MR. JACK BARLOW, another.
MR. THADDEUS PERKINS, a beginner.
MR. EDWARD BRADLEY, a scoffer.
MRS. THADDEUS PERKINS, a resistant.
MRS. EDWARD BRADLEY, an enthusiast.
JENNIE, a maid.</speech>

<speech>The scene is laid in the drawing-room of Mr. and Mrs. Thaddeus
Perkins, at No. --- Gramercy Square. It is late October; the action
begins at 8.30 o'clock on a moonlight evening. The curtain rising
discloses Mr. and Mrs. Perkins sitting together. At right is large
window facing on square. At rear is entrance to drawing-room.
Leaning against doorway is a safety bicycle. Perkins is clad in
bicycle garb.</speech>

We can identify our character lists all at once by searching for <speech>CHARACTERS:(.+?)</speech> and replacing it with <characters>\1\n</characters>. We drop both the speech tags and the CHARACTERS: string; the tags were not correct and the string was pseudo-markup.

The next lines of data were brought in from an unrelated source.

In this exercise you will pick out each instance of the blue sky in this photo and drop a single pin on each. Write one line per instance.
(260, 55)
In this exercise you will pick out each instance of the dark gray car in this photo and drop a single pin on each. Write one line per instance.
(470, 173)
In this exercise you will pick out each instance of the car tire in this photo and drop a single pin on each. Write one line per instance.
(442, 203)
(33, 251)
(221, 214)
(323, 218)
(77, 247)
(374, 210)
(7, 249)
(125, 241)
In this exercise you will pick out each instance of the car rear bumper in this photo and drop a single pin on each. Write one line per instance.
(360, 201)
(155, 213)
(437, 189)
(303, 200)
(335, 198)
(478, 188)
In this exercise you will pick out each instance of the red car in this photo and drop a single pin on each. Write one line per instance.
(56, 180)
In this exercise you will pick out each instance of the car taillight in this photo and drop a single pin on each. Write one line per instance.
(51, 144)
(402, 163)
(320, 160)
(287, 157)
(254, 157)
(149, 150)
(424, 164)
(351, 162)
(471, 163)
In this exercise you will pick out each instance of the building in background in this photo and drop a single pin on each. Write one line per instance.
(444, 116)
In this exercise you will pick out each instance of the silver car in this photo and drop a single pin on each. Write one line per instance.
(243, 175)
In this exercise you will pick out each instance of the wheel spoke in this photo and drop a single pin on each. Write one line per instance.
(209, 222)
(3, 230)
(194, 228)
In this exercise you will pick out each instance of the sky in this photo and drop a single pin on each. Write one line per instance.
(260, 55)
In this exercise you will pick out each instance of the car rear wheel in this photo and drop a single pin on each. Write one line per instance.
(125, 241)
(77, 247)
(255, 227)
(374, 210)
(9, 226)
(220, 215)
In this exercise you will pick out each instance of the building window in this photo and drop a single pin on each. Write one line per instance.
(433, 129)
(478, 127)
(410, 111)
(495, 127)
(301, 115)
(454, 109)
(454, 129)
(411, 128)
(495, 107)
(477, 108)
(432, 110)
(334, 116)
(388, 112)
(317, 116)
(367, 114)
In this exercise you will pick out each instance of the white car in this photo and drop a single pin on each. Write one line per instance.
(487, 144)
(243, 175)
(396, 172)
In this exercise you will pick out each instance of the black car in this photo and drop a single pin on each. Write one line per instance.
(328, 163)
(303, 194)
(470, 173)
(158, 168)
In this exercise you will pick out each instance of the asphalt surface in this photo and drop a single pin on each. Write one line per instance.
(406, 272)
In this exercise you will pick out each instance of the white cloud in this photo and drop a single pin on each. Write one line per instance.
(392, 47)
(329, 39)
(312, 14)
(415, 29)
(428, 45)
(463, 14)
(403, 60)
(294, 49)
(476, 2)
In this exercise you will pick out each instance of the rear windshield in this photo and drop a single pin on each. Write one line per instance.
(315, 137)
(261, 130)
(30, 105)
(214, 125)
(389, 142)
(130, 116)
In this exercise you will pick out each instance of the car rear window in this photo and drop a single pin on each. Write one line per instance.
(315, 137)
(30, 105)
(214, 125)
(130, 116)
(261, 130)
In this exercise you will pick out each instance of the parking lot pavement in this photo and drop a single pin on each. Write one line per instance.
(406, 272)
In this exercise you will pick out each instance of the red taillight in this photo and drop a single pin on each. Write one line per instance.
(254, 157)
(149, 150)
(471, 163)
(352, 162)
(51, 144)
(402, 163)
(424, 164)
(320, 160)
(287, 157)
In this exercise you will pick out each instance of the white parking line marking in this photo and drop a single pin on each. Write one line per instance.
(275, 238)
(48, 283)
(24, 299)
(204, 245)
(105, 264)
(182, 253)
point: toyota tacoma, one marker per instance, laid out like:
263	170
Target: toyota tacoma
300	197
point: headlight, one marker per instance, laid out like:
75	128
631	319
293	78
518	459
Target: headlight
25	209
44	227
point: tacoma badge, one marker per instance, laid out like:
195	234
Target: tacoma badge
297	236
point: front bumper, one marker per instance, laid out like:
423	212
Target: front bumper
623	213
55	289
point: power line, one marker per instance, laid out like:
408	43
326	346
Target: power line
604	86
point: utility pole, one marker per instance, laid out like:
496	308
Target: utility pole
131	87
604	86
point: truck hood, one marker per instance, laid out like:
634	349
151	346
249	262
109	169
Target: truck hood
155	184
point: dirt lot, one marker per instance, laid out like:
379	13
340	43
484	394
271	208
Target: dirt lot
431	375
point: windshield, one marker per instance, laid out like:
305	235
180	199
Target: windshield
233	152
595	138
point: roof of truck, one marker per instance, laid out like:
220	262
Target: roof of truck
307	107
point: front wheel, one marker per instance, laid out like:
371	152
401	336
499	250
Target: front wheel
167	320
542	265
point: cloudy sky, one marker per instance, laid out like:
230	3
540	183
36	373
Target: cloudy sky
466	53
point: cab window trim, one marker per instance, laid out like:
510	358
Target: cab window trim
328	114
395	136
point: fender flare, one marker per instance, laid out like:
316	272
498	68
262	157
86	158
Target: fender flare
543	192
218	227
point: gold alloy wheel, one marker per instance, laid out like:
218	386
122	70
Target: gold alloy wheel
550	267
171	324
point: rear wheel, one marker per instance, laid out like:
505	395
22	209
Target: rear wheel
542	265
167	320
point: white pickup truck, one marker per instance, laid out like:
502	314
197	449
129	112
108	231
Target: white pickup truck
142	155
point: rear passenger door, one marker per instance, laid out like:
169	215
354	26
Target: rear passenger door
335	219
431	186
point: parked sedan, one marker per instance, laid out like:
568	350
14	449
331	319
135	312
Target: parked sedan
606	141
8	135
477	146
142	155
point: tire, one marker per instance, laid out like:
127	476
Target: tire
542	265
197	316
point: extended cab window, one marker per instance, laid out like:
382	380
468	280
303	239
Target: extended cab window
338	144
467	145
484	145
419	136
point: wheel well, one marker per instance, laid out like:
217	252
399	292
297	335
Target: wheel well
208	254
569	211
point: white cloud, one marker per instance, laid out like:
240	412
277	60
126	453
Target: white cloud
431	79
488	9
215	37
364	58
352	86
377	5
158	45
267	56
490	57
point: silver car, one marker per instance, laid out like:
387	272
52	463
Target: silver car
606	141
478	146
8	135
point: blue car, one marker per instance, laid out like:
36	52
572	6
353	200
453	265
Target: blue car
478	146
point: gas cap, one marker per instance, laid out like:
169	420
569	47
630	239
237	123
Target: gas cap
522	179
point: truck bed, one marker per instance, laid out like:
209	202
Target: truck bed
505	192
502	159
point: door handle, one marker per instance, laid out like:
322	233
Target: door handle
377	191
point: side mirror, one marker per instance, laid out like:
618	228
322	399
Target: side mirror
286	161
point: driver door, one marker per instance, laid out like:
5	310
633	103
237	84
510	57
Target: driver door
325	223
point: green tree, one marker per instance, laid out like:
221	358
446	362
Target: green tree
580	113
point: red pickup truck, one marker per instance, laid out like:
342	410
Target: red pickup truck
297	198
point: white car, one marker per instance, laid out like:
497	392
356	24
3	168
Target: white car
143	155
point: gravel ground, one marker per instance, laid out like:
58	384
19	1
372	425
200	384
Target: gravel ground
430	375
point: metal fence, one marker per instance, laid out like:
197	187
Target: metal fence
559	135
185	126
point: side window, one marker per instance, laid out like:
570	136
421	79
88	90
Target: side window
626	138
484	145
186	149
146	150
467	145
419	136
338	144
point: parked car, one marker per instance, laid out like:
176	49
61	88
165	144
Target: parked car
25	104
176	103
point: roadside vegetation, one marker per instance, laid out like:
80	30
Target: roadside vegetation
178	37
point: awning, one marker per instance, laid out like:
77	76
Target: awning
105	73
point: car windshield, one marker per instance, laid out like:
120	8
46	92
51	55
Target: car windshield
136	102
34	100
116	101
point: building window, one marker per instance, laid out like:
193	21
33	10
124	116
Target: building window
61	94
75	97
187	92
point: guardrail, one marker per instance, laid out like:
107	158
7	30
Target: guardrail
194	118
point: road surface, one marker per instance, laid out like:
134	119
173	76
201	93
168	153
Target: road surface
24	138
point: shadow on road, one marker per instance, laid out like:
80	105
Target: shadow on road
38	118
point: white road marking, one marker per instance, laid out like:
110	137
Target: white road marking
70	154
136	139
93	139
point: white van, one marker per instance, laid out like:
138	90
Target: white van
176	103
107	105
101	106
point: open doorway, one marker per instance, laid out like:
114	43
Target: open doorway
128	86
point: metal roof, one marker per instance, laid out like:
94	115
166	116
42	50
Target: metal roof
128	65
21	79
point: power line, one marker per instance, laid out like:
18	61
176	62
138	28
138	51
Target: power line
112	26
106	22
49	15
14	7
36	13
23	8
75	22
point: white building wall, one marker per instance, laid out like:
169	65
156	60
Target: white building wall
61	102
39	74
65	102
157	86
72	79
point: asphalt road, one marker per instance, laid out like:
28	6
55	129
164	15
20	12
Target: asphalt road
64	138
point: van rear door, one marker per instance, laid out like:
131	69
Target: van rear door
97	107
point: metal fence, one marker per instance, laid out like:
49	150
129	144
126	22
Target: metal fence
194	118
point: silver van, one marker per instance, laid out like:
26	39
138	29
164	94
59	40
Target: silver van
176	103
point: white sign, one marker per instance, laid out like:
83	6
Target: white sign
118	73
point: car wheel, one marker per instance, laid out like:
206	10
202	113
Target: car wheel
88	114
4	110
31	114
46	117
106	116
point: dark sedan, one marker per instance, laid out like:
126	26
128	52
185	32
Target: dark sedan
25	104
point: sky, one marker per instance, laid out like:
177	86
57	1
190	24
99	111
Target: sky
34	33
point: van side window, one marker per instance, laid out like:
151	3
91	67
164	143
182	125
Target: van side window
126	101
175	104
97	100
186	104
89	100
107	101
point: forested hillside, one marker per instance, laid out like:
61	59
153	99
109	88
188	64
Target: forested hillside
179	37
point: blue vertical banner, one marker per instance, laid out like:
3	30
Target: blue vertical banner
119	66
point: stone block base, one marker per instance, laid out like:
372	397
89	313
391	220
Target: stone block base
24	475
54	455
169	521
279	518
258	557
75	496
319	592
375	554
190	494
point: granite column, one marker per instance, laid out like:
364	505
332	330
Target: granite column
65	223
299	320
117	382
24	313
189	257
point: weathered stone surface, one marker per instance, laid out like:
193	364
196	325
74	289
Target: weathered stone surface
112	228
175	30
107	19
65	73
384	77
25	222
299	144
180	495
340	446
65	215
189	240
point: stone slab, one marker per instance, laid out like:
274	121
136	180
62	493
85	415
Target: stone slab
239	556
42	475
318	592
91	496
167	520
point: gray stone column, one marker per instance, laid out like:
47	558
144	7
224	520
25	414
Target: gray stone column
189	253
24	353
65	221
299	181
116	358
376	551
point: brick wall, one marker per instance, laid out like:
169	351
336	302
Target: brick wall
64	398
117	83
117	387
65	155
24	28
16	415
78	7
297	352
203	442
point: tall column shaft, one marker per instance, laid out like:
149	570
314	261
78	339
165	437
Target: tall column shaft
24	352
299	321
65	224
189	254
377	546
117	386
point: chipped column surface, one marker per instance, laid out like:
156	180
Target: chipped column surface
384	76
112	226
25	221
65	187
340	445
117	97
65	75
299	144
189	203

We find all our scene descriptions with a similar strategy. We know that all scene descriptions directly follow the list of characters and two new-line characters, so we usee that to anchor ourselves in the correct places in the play, as follows:

Find (DMA): (</characters>\n\n)<speech>(.+?)</speech>
Replace: \1<sceneDescription>\2</sceneDescription>

We capture and retaine everything except the <speech> tags that surrounded the scene descriptions, which we replace with <sceneDescription> tags. Our preservation of new-line characters keeps the text looking as it had before this find-and-replace operation.

Finally, for the bonus, we find and replace all of the character names and descriptions at once with:

Find: ^([A-Z\. ]+), (.+)
Replace: <character>\n<name>\1</name>\n<desc>\2</desc>\n</character>

This regex matches all 28 character names, and only them, because those are the only strings remaining in the play that begin a line with all capital letters, periods and spaces, have no accompanying markup, and are followed by a comma. That’s enough to match each line, which we then subdivide and separate with new-line characters to add some spacing between elements. Notice that we first capture all the capital letters, spaces, and periods together (which comprise the name), match but do not keep the comma and space character, and then, finally, capture all the text that follows the space character (which comprises the description of the character). With the spacing we include above, our character lists now look like:

<characters>
<character>
<name>MR. ROBERT YARDSLEY</name>
<desc>an expert.</desc>
</character>
<character>
<name>MR. JACK BARLOW</name>
<desc>another.</desc>
</character>
<characters>

Note: The snippet above is not a full list of characters. In the actual results, there are other <character> elements before the closing </characters> tag.

At this point that we restore our play title and contents section and tag them manually.

This is only one of many ways to accomplish this assignment, and an entirely different approach is just as correct as our solution as long as it makes consistent and meaningful use of regular expressions.